Last updated: 3/21/2025

Three'd

"3D is a waste of a perfectly good dimension" - Roger Ebert (quoted by Mark Kermode)

A technique of film making that enhances the illusion of depth within the film. It is achieved by recording the film images from two perspectives, or by artificially applying the effect in post production with computer imagery, and replaying the images through specialised movie projectors. It also requires the viewer to wear special eyewear.

In Dr K's opinion it is a (mostly) unnecessary gimmick, that induces headaches and causes a 30% light loss.

Films which Mark admits have been improved by the use of 3D include Gravity and Hugo. Indeed, at the very start of the new 3D era, Mark advocated that films made in 3D should be seen in 3D - notable examples included Bolt ("if you see Bolt, the way to see it is in 3D"); Monsters Versus Aliens; Meet The Robinsons and Journey To The Center Of The Earth. In fact, Meet The Robinsons featured this famously chippy exchange:

MARK: Need to see it in 3D because it's not much good in 2D.

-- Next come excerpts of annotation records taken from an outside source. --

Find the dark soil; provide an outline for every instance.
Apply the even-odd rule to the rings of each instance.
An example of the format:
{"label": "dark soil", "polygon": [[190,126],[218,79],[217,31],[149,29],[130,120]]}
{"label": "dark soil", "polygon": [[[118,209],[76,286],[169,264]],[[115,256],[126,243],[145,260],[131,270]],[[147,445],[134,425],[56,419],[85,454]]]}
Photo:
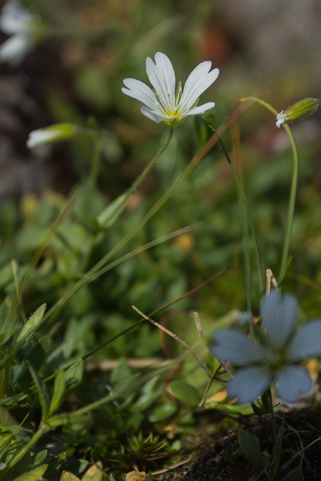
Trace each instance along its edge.
{"label": "dark soil", "polygon": [[[282,416],[279,412],[277,429],[281,433]],[[292,470],[301,466],[304,481],[321,480],[321,416],[320,410],[306,408],[285,414],[282,459],[274,481],[281,481]],[[189,463],[166,474],[162,481],[211,481],[216,478],[224,481],[248,481],[252,467],[246,460],[238,458],[234,462],[224,460],[235,450],[240,429],[245,429],[260,441],[262,452],[268,453],[271,466],[266,471],[251,479],[267,480],[274,456],[274,441],[270,419],[225,418],[218,425],[208,424],[198,428],[193,436],[184,440],[184,458],[190,456]]]}

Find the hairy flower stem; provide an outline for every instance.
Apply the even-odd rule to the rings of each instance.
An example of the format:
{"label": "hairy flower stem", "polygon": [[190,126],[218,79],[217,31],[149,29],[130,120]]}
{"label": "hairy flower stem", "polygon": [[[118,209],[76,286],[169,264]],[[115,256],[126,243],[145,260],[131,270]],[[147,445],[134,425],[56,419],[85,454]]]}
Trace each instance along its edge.
{"label": "hairy flower stem", "polygon": [[275,418],[274,417],[274,413],[273,412],[273,402],[272,401],[272,394],[271,392],[271,388],[269,387],[266,392],[267,395],[269,396],[269,403],[270,405],[270,412],[271,414],[271,421],[272,423],[272,430],[273,431],[273,438],[274,438],[274,445],[275,446],[275,452],[276,454],[276,462],[275,465],[274,465],[274,468],[273,469],[274,474],[275,475],[277,473],[278,468],[279,467],[279,465],[280,464],[280,450],[278,443],[278,435],[277,434],[277,427],[275,424]]}

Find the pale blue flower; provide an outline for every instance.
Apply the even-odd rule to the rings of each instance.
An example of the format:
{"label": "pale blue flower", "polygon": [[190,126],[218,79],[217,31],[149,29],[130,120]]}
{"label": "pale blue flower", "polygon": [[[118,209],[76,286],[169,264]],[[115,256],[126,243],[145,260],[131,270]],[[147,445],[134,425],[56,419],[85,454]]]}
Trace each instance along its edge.
{"label": "pale blue flower", "polygon": [[223,329],[213,336],[210,346],[215,356],[235,367],[229,381],[230,398],[239,404],[264,394],[271,383],[282,401],[297,402],[313,393],[315,385],[309,372],[299,364],[305,359],[321,356],[321,319],[307,322],[296,332],[299,304],[295,296],[272,291],[262,302],[262,341],[256,345],[239,331]]}
{"label": "pale blue flower", "polygon": [[150,57],[146,59],[146,72],[152,90],[148,85],[133,78],[126,78],[123,87],[126,95],[137,99],[146,107],[142,113],[159,124],[162,122],[172,127],[181,124],[189,115],[200,115],[212,109],[215,102],[209,102],[196,107],[199,97],[212,85],[218,76],[218,68],[210,70],[212,62],[202,62],[196,67],[186,81],[182,90],[179,82],[175,90],[175,73],[170,60],[164,53],[155,54],[155,63]]}
{"label": "pale blue flower", "polygon": [[41,20],[18,0],[9,0],[0,15],[0,29],[10,35],[0,46],[0,61],[18,65],[44,35]]}

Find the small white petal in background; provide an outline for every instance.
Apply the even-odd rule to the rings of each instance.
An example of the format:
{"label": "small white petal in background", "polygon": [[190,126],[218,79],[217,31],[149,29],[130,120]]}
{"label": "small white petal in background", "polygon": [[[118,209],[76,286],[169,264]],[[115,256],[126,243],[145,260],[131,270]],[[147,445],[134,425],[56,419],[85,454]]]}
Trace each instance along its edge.
{"label": "small white petal in background", "polygon": [[9,0],[0,15],[0,29],[11,35],[0,46],[0,61],[18,65],[44,36],[44,25],[18,0]]}
{"label": "small white petal in background", "polygon": [[72,124],[55,124],[44,129],[33,130],[29,134],[27,147],[34,149],[42,144],[65,140],[71,137],[77,130],[77,126]]}
{"label": "small white petal in background", "polygon": [[170,60],[164,53],[155,54],[155,63],[148,57],[146,72],[152,90],[146,84],[136,79],[124,80],[127,88],[122,91],[126,95],[137,99],[146,107],[141,109],[142,113],[151,120],[159,124],[162,122],[171,127],[178,125],[189,115],[200,115],[215,106],[215,102],[209,102],[196,107],[199,96],[216,80],[219,71],[214,68],[209,61],[197,65],[189,76],[182,90],[180,82],[175,91],[175,73]]}

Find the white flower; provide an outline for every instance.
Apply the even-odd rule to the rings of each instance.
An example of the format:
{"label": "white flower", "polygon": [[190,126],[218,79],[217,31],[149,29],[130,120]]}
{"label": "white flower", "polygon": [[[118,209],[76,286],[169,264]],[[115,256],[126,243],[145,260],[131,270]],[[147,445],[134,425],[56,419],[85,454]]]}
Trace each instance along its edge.
{"label": "white flower", "polygon": [[42,22],[17,0],[10,0],[0,15],[0,29],[11,35],[0,46],[0,61],[17,65],[43,34]]}
{"label": "white flower", "polygon": [[77,127],[72,124],[54,124],[49,127],[33,130],[29,134],[27,147],[34,149],[42,144],[57,142],[69,139],[77,131]]}
{"label": "white flower", "polygon": [[280,129],[283,124],[287,123],[287,119],[285,115],[283,113],[284,112],[284,111],[282,110],[282,112],[280,112],[280,113],[278,114],[277,115],[277,121],[275,123],[275,125],[279,129]]}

SIMON: What does that add if it's in 3D?

MARK: Well, it adds three dimensions Simon.

SIMON: But how do you enjoy it more if something pops out at you?

MARK: Because you sit there and you go, 'well, there's not a lot happening, but at least it's happening in three dimensions and they've done it quite well.'

It was the aforementioned Monsters Versus Aliens that was the point at which the tide began to turn for Mark, when numerous listener complaints began to stack up about having to pay extra for the 3D glasses: "I’ve gone from being benignly dubious about 3D to being a bit more cross about it. I’d be a lot less cross if it cost exactly the same as all the other movies". A cinema manager contacted the programme to argue that the extra cost was to pay for the technology required to show the films, but Mark was having none of it. Simon Mayo was equally appalled, saying it was comparable to paying for coffee but being charged extra for the cup with which to drink it. Despite all this, Mark still insisted Monsters Versus Aliens had to be seen in 3D though, in the same way that Earthquake had to be seen in Sensurround.

Shortly after Monsters Versus Aliens, Coraline went on release - a film Mark liked very much, but which was promoted heavily as a 3D experience - only for Mark to find he preferred the 2D version. A month or so later, Ice Age 3: Dine Of The Dawnosaurs became the film that cemented Mark's view that he was right - 3D really was just an industry plan to make more money (while pretending it was really just about preventing piracy): "It was the moment at which I finally thought, 'that's it, I'm right - this 3D thing really is for nobody's benefit but the filmmakers. There's just no reason for it to be in 3D at all'." (This meant that successive Ice Age films had been responsible for the death of narrative cinema and the proof that 3D was just a moneymaking gimmick - quite the 1-2).

Meanwhile, Hannah Montana / Miley Cyrus In The Best Of Both Worlds: Concert Tour - 3D is a better 3D concert movie than U2's 3D concert video, because U2's 3D concert video it doesn't have a bit where The Hedge throws his plectrum at the camera.

Any mention of 3D is likely to prompt Mark into pointing out that the format has been tried several times in the past - in the 50's (see House Of Wax), in the 80's (see Jaws

  1. and in the 2000's (see any of James Cameron's home movies) - yet it has never shown staying power.

It just seems to be one of those things that revives itself now and then, rather like Mark's anecdote about The Stewardesses.